Fourth-year Memorial social work student Victoria Holmes said the discrepancy is "very unfair."
By the time she graduates, Holmes estimated, she'll have worked almost 1,000 hours in unpaid school internships. She enjoyed working with physically disabled children at a hospital during a placement last year, but maintains the system isn't fair.
"Any time I thought about it not being a paid position, it would hurt me to know that I put in that much work."
Holmes says she paid full tuition during her three-month work term even though she was only taking one course. To cover the bills, she worked 12-hour shifts on the weekend at a nursing home and another freelance gig on the side. She says the punishing schedule left her exhausted and feeling "like all odds are against me."
It pains Holmes to know that Memorial engineering students get a guaranteed salary while most social work internships are unpaid.
"I think they’re more highly valued than we are," she said.
Not all internships are equal
Memorial University says tuition costs vary during work terms because students only pay full fees when internships are considered equivalent to taking courses. In other cases, students pay only work placement fees, which tend to be lower.
When asked why some students are paid and others are not, Memorial explained that not all work placements are alike.
"There are internships that require students to become active employees, and internships where students are learning and not fully qualified or legally capable of performing the work that, as an example, a social worker or nurse would be doing," said Noreen Golfman, provost and vice-president (academic) pro tempore.
But Holmes said she was doing the work of a social worker during her internship, running two youth groups and taking on cases, even though she always had guidance.
"There was a lot of work in that time," she said. "There was never a time when I thought, 'Wow, I can understand why it’s not paid.'"
Regulating academic internships?
Seaborn says she often hears from dissatisfied student interns.
"They feel they’re doing the work of paid employees and they should be paid."
The association is working on a policy statement for Ontario, and possibly other provinces and the federal government, on how post-secondary internships can be better regulated.
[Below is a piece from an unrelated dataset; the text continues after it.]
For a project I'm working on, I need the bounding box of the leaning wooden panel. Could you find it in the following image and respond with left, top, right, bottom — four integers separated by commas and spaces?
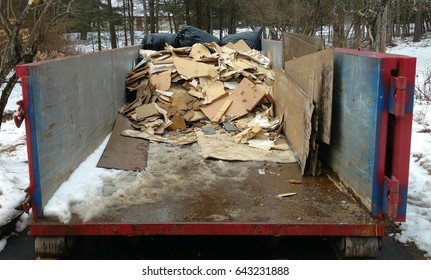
284, 49, 334, 144
283, 33, 324, 62
274, 70, 314, 174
Seaborn said the statement may include recommendations like asking academic institutions to provide tuition discounts or financial assistance during work terms, and work with employers to offer students more paid practicums. She would also like to see a cap on the number of unpaid hours allowed for certain work terms.
The federal government says academic internships are a provincial responsibility because education is regulated by the provinces.
'I just don’t think it would happen'
Recent nursing graduate Kara Shannon did clinical rotations throughout her four-year nursing degree at Dalhousie University in Halifax. She paid full tuition but got no compensation during those rotations.
"It would be nice to receive money for what you're doing," Shannon said, adding that nursing students never had the workload of a registered nurse. "Nobody in the programs was being paid, so I was OK with it."
She doesn't think the situation will change in fields like nursing where practicums are done largely at public institutions.
"The [provincial] government would have to pay us and the government is so controlled by their budget and they already struggle to keep within their limits already," she said.
"I just don’t think it would happen."